Mais, attendu qu'ayant constaté que la somme condamnée à l'encontre de la défenderesse est établie par deux effets de commerce que la demanderesse a reconnu avoir reçus et à propos desquels une action en paiement a été intentée, la cour émettrice de la décision attaquée a estimé à juste titre que cela constitue une présomption forte de leur non-paiement, et a écarté la preuve du paiement par témoins, se fondant à cet égard sur les dispositions du deuxième alinéa de l'article 334 du Code de commerce qui stipule que la preuve doit être écrite lorsque la loi ou la convention le prévoit, sachant que la somme des deux effets de commerce dont le paiement intégral est allégué, établis par un titre écrit, dépasse le seuil autorisant la preuve par témoins. Ainsi, la décision n'a violé aucune disposition et est suffisamment motivée, et les deux moyens ne sont pas fondés.
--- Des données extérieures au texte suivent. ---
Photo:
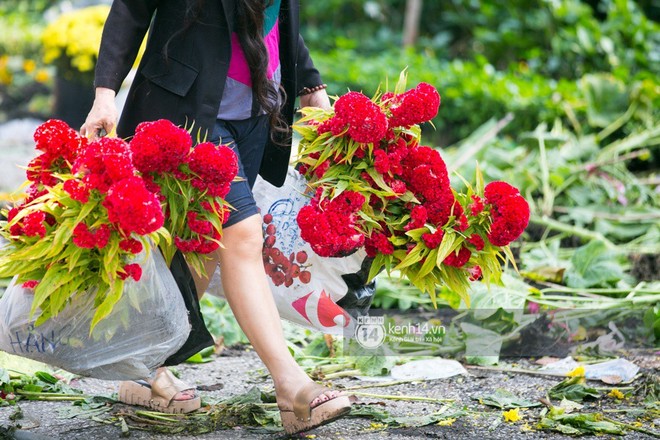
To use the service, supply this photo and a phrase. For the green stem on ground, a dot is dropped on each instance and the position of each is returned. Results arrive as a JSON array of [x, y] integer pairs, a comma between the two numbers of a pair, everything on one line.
[[410, 398], [381, 384], [544, 220], [157, 416], [516, 370], [633, 427], [51, 396], [548, 194], [347, 373]]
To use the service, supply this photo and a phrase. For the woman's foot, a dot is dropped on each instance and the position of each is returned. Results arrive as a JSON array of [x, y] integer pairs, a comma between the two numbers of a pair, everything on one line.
[[307, 406], [164, 392]]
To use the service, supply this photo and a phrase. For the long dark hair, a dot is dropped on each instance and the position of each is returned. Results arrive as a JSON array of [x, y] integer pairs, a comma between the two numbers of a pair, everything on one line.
[[250, 16]]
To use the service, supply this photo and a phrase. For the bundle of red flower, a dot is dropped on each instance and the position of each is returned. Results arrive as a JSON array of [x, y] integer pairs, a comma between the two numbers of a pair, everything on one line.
[[377, 187], [191, 183], [91, 207]]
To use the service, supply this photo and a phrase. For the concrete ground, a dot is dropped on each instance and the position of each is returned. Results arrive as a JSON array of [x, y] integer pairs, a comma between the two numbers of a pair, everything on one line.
[[237, 371]]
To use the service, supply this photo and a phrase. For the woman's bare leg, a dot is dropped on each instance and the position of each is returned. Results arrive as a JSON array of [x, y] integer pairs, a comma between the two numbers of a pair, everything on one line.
[[248, 293]]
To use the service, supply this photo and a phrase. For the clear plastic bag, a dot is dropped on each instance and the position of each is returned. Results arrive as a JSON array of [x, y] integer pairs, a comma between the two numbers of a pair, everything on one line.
[[320, 293], [147, 325]]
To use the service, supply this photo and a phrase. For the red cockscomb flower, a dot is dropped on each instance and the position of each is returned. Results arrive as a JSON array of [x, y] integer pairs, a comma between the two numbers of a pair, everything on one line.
[[415, 106], [160, 146], [133, 207], [509, 210]]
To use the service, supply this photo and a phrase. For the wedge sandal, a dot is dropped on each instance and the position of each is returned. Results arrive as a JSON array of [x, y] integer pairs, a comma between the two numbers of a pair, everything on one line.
[[303, 417], [159, 395]]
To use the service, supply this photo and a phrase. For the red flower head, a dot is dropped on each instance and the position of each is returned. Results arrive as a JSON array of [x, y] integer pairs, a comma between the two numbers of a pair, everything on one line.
[[367, 122], [215, 166], [33, 224], [58, 140], [104, 162], [131, 245], [477, 241], [509, 210], [378, 243], [133, 207], [329, 226], [77, 190], [415, 106], [40, 169], [433, 240], [131, 270], [160, 146], [458, 258], [418, 217]]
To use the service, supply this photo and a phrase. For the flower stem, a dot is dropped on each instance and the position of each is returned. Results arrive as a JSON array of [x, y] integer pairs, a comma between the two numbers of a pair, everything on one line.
[[410, 398]]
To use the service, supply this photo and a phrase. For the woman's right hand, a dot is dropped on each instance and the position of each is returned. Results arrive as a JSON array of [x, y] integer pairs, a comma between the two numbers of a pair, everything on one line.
[[103, 115]]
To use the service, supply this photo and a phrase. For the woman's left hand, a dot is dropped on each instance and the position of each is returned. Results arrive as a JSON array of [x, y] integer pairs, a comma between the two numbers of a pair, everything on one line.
[[316, 99]]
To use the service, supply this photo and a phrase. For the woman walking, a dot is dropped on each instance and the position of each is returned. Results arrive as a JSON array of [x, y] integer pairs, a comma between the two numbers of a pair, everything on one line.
[[232, 69]]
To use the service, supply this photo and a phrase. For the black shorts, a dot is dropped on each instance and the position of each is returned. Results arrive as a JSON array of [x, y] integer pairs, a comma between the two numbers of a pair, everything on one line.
[[248, 139]]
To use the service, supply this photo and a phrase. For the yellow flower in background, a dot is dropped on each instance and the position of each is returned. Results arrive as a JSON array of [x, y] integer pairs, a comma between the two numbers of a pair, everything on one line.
[[5, 74], [616, 394], [75, 37], [512, 415], [29, 66], [577, 372], [41, 76]]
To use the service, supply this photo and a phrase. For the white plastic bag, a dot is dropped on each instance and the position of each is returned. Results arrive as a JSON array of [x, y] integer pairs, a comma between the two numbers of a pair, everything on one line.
[[146, 326], [306, 287]]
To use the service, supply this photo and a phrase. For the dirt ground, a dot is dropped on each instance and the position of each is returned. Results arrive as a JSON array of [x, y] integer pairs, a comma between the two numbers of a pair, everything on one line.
[[236, 371]]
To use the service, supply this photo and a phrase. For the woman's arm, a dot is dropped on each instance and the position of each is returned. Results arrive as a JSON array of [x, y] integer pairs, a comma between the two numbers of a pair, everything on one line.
[[309, 77], [123, 33]]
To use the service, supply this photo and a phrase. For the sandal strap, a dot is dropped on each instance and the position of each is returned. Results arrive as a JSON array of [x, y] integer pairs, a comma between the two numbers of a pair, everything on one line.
[[165, 386], [302, 402]]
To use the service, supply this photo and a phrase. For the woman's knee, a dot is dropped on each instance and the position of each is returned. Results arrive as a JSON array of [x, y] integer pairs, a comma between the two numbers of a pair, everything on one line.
[[244, 238]]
La Cour de cassation a statué par le rejet de la demande.

Pour ces motifs

C'est ainsi qu'a été rendue la décision, prononcée à l'audience publique tenue à la date mentionnée ci-dessus dans la salle d'audience ordinaire de la Cour de cassation à Rabat, la formation de jugement étant composée de Madame Khadija El Bayane, présidente, et des conseillers Messieurs : Mohamed Ouzzani Taybi, rapporteur, et Mohamed El Karaoui, Hassan Srar et Saïd Choukib, membres, en présence du procureur général Monsieur Mohamed Sadik et avec l'assistance du greffier Monsieur Abd Ahmed.

Ait Ali

Le rapporteur

Traduction automatique fournie à titre indicatif. Seul le texte original en arabe fait foi.
Source : Portail officiel de la jurisprudence — CSPJ

Source : Cour de cassation – Base Open Data « Judilibre » & « Légifrance ».

Laisser un commentaire

En savoir plus sur Maître Reda Kohen, avocat en droit immobilier et droit des affaires à Paris

Abonnez-vous pour poursuivre la lecture et avoir accès à l’ensemble des archives.